The definition of the syndrome depends on the fact that if one of the component disorders is present, an associated disorder occurs more commonly than in the general population. The most frequent clinical combination association is Addison disease and Hashimoto thyroiditis (Schmidt syndrome), while the least frequent clinical combination is Addison disease, Graves disease, and type 1 diabetes mellitus. The complete triglandular syndrome is sometimes referred to as Carpenter syndrome.

PGA-II occurs primarily in adulthood, usually around the third and fourth decades of life. Middle-aged women have shown an increased prevalence of PGA-II. It is associated with HLA-DR3 and/or HLA-DR4 haplotypes, and the pattern of inheritance is autosomal dominant with variable expressivity.

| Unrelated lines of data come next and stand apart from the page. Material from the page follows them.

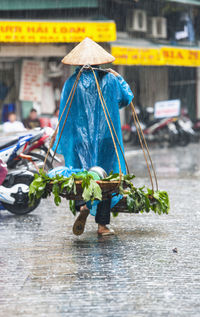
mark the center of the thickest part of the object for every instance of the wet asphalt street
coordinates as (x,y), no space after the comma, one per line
(46,271)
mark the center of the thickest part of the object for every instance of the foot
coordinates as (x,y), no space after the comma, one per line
(105,231)
(79,225)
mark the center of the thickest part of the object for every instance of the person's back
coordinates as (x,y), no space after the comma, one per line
(86,140)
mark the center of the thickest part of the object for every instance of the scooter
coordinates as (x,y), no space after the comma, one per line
(14,188)
(28,146)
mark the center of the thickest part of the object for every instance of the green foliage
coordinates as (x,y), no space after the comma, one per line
(138,200)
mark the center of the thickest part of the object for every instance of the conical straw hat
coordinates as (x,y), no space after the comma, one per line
(88,53)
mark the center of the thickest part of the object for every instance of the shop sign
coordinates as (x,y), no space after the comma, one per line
(31,81)
(56,32)
(167,109)
(136,56)
(156,56)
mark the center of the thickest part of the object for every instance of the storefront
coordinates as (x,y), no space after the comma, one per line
(31,73)
(161,73)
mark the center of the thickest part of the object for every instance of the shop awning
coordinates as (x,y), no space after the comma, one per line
(151,55)
(189,2)
(46,4)
(56,31)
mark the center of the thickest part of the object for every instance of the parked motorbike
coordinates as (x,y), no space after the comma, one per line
(14,188)
(169,131)
(32,147)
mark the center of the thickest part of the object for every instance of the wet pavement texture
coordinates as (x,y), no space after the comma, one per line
(150,268)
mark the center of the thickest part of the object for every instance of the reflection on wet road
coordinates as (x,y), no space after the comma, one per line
(46,271)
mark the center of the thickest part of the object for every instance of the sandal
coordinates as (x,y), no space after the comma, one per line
(79,224)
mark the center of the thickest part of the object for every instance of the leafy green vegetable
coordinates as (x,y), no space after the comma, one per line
(138,200)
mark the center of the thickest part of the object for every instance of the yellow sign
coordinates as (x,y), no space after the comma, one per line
(56,32)
(156,56)
(181,56)
(136,56)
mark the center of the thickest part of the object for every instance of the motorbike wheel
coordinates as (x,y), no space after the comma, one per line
(184,139)
(21,205)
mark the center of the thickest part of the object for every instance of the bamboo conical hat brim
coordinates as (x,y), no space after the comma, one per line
(88,53)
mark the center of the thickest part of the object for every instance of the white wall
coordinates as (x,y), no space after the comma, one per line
(153,85)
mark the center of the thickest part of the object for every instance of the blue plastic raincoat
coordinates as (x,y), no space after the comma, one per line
(86,140)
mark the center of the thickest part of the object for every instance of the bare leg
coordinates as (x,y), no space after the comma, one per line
(79,225)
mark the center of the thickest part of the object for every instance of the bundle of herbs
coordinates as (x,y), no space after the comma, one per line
(137,199)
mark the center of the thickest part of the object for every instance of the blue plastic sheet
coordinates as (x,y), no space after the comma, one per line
(86,140)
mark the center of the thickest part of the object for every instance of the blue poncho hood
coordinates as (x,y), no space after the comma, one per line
(86,140)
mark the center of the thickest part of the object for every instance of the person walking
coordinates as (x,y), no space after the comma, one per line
(13,125)
(86,140)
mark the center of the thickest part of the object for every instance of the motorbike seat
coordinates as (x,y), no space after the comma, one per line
(7,144)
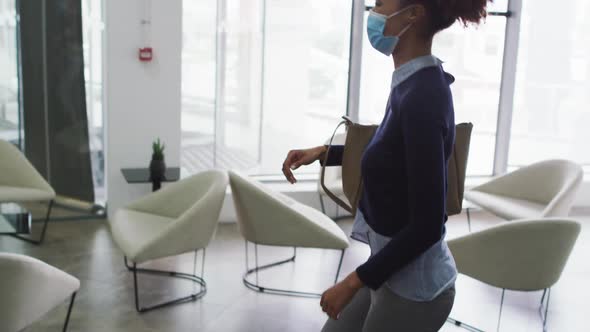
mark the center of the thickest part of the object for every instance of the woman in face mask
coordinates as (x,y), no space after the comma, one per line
(407,284)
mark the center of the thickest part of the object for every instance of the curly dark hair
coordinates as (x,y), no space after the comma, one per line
(443,13)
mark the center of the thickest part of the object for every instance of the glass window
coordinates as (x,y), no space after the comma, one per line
(306,76)
(9,96)
(551,112)
(93,27)
(278,80)
(474,56)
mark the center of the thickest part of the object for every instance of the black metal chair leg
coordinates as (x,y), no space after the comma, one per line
(42,237)
(262,289)
(544,315)
(69,312)
(468,210)
(171,274)
(472,328)
(501,305)
(322,203)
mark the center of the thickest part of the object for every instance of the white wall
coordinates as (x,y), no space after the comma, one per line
(142,99)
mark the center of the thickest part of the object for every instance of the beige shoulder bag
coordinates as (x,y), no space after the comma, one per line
(357,138)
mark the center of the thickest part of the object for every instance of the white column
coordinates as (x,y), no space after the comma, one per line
(511,45)
(142,100)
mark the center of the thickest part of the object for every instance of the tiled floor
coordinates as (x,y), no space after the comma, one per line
(105,302)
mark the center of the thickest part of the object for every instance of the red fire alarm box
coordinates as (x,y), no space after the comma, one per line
(146,54)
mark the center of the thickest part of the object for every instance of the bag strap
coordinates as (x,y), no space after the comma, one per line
(330,194)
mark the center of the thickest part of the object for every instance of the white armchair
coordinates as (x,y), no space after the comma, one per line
(181,217)
(29,289)
(274,219)
(544,189)
(20,182)
(525,255)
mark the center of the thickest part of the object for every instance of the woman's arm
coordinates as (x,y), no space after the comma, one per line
(423,131)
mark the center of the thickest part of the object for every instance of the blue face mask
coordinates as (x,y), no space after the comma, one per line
(375,28)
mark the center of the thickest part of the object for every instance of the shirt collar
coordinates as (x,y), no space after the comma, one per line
(411,67)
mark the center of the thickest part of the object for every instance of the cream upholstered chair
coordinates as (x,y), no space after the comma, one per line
(333,178)
(274,219)
(544,189)
(29,289)
(181,217)
(525,255)
(20,182)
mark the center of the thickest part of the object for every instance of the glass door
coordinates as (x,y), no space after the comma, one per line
(10,120)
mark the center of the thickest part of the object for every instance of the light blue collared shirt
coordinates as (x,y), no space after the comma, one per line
(432,272)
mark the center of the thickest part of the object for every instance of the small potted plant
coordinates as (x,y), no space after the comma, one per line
(157,165)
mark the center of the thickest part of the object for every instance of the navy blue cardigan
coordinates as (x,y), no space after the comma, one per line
(404,171)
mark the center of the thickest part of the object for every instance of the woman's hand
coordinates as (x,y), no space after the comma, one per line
(296,158)
(338,296)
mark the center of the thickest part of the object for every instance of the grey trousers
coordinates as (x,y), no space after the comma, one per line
(384,311)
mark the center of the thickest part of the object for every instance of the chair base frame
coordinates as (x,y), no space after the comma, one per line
(42,236)
(170,274)
(275,291)
(338,217)
(543,309)
(73,298)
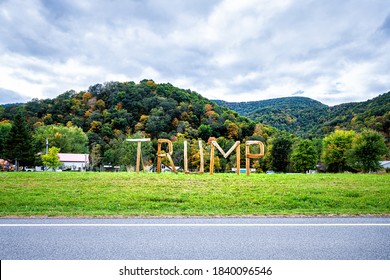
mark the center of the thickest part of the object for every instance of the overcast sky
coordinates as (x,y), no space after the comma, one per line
(334,51)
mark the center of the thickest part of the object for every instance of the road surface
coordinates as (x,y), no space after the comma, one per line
(327,238)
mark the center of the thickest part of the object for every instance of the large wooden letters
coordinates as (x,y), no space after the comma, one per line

Two other related autoimmune endocrinopathies exist, namely type I and type III. The former is rare and presents in childhood. It usually consists of mucocutaneous candidiasis, hypoparathyroidism, and primary adrenal insufficiency (presenting in that order). PGA-I usually is inherited in an autosomal recessive pattern, with variable inheritance; it has no HLA association and, unlike PGA-II, has an equal sex incidence. Type 1 diabetes mellitus is rare in children with PGA-I.

Type III, although ill defined, is the co-occurrence of autoimmune thyroid disease with 2 other autoimmune disorders, including diabetes mellitus type 1, pernicious anemia, or a nonendocrine, organ-specific autoimmune disorder in the absence of Addison disease.